Callinan: ‘I cannot be usurped by subordinates using PAC as platform’
Commissioner to take legal advice after learning committee will hear evidence from garda whistleblower
Garda Commissioner Martin Callinan has told the Public Accounts Committee he would be seeking legal advice and reserved the right to take action after learning the committee would hear evidence from a “so-called” Garda whistleblower.
The serving garda has over a two-year period made serious allegations of Garda corruption relating to the termination of motorists penalty points.
“I think it’s grossly unfair,” Commissioner Callinan told this morning’s hearing.
“I cannot be usurped by subordinates coming in to use this committee as a platform.”
He had just been informed in public session by PAC chairman John McGuinness that the one of two Garda whistleblowers had made further serious allegations in correspondence in the past week and would appear before the committee to give evidence next Thursday.
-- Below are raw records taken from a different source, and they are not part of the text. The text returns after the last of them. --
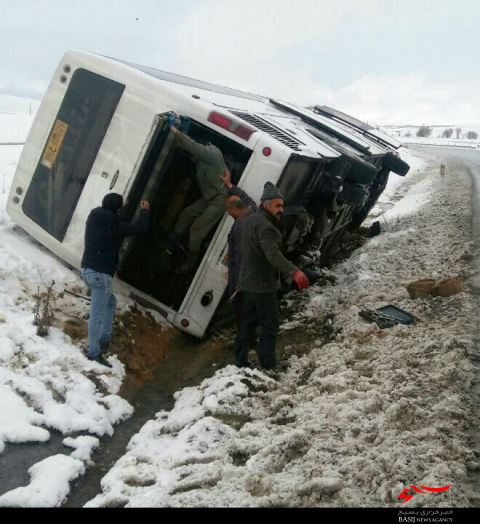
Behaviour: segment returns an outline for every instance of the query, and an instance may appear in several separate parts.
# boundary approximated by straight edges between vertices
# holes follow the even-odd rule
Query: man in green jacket
[[[228,191],[220,177],[224,175],[226,167],[217,146],[199,144],[176,127],[171,130],[176,134],[176,143],[195,158],[195,174],[202,194],[201,198],[180,213],[173,228],[175,239],[179,239],[190,228],[187,259],[178,268],[179,273],[187,274],[195,269],[205,237],[224,213],[223,203]]]
[[[235,340],[235,364],[248,362],[249,336],[255,324],[261,327],[257,354],[264,369],[275,369],[275,344],[279,329],[277,293],[280,275],[293,280],[298,289],[309,285],[308,278],[282,254],[282,235],[279,229],[284,198],[271,183],[265,184],[260,209],[245,218],[241,249],[242,262],[238,287],[245,295],[243,320]]]

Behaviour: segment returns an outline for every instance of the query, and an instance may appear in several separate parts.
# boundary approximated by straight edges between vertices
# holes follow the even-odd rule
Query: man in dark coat
[[[237,319],[237,329],[240,329],[243,317],[245,297],[238,289],[238,275],[242,260],[241,235],[245,219],[257,210],[256,202],[245,191],[232,184],[230,171],[227,169],[221,177],[228,190],[225,200],[225,211],[235,220],[228,235],[228,296],[233,303]],[[252,335],[253,337],[253,335]]]
[[[243,319],[235,340],[235,364],[249,366],[248,342],[255,324],[261,327],[257,354],[264,369],[275,369],[275,344],[279,329],[277,292],[280,275],[293,280],[298,289],[309,285],[308,278],[282,254],[280,217],[284,198],[267,182],[261,207],[245,219],[242,231],[242,263],[238,287],[245,295]]]
[[[103,198],[102,207],[90,212],[81,264],[82,279],[91,291],[87,358],[108,367],[112,366],[103,358],[102,351],[110,343],[117,305],[112,292],[112,277],[117,268],[118,253],[125,237],[142,235],[147,231],[150,215],[149,202],[142,200],[140,217],[135,224],[130,224],[119,216],[122,207],[122,195],[109,193]]]

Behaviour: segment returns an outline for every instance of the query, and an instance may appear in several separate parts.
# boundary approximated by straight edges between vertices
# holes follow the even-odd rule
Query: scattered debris
[[[447,278],[439,282],[433,289],[436,297],[450,297],[463,291],[463,282],[458,277]]]
[[[382,232],[382,228],[380,226],[379,220],[376,220],[375,222],[373,222],[373,224],[369,227],[369,230],[368,230],[370,238],[378,236],[381,232]]]
[[[423,298],[428,296],[435,286],[433,278],[426,278],[424,280],[416,280],[407,286],[408,294],[411,299]]]
[[[367,322],[375,322],[380,329],[387,329],[399,324],[396,318],[393,318],[384,313],[380,313],[376,309],[362,309],[358,316]]]
[[[434,297],[450,297],[463,291],[463,282],[458,277],[447,278],[436,283],[432,278],[417,280],[407,286],[411,299],[423,298],[428,295]]]
[[[53,297],[53,286],[55,281],[47,288],[46,293],[40,294],[40,288],[37,288],[37,296],[35,306],[33,308],[33,325],[37,326],[37,335],[39,337],[46,337],[48,335],[48,328],[52,325],[54,314],[52,302],[55,301]]]
[[[375,322],[380,329],[391,328],[397,324],[413,324],[415,317],[403,309],[388,305],[378,309],[362,309],[358,316],[367,322]]]

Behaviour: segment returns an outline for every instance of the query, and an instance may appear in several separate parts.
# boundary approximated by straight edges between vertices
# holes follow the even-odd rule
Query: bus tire
[[[406,162],[390,151],[383,157],[383,167],[400,176],[405,176],[410,170]]]
[[[361,158],[349,158],[351,163],[350,169],[347,171],[346,179],[356,184],[363,184],[369,186],[380,171],[377,167],[362,160]]]
[[[337,200],[341,203],[347,203],[354,207],[361,207],[368,198],[368,189],[359,184],[344,182],[342,190],[338,193]]]

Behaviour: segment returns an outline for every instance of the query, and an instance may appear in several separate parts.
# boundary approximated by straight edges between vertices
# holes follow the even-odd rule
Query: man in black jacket
[[[112,366],[103,358],[102,352],[110,343],[117,305],[112,292],[112,277],[117,268],[118,253],[125,237],[147,231],[150,215],[149,202],[142,200],[140,217],[135,224],[130,224],[119,216],[122,207],[122,195],[109,193],[103,198],[102,207],[90,212],[82,258],[82,279],[91,291],[87,358],[107,367]]]

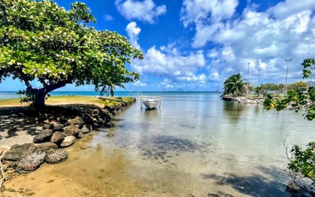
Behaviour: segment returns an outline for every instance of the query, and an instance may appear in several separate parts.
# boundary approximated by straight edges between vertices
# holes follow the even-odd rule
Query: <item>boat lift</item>
[[[142,93],[138,95],[138,110],[142,111],[143,104],[149,109],[152,109],[157,107],[158,104],[158,108],[162,110],[162,97],[160,96],[142,96]]]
Commissioner Callinan had said earlier in this morning’s hearing that he was against the garda appearing before the committee to give evidence.
He said the man, one of two “so-called whistleblowers”, was a serving garda.
It would be a “rocky road” if serving members were permitted to come before the committee and make criminal allegations about their colleagues.
He added the two men, one now retired from the Garda, who had provided information to members of the Oireachtas on alleged corruption in the cancelling of penalty points may be in breach of data protection legislation.
They had shared large volumes of material on a regular basis and he reserved the right to take disciplinary action against any Garda member who engaged in “bandying around information”.
He believed they should use the confidential reporting system established within the Garda to facilitate whistle blowing. Or they should go to an assistant commissioner examining the allegations around the workings of the penalty points system.
“It’s important to me as commissioner that I have control and authority over the force,” he said of the possibility that disciplinary action may be taken if he felt it was warranted in the future.
He would be undermining the Garda’s role in policing and security if he did not reserve the right to maintain control when he believed police work was being undermined without due control by Garda members seeking to raise their concerns.
Public Accounts Committee chairman John McGuinness (FF) told Commissioner Callinan a box of documents that had been given to the committee by one of the two Garda whistleblowers had now been examined by the committee.
Its members had decided the information it contained was relevant to the committee’s investigations.
Personal information on motorists had been redacted and the documents had been distributed to the committee members during a private session yesterday.
He said Commissioner Callinan could be provided with the redacted versions of the documents.
The Garda could also review the original box of documents, but would not be permitted to take that box away for review.
Mr McGuinness said the whistleblowers had made very serious allegations to the committee in recent days and he felt he was obliged to inform Commissioner Callinan of that.
It was at that point, some two hours into this morning’s hearing, that he informed him of the committee’s decision to hear evidence from one of the whistleblowers next Thursday.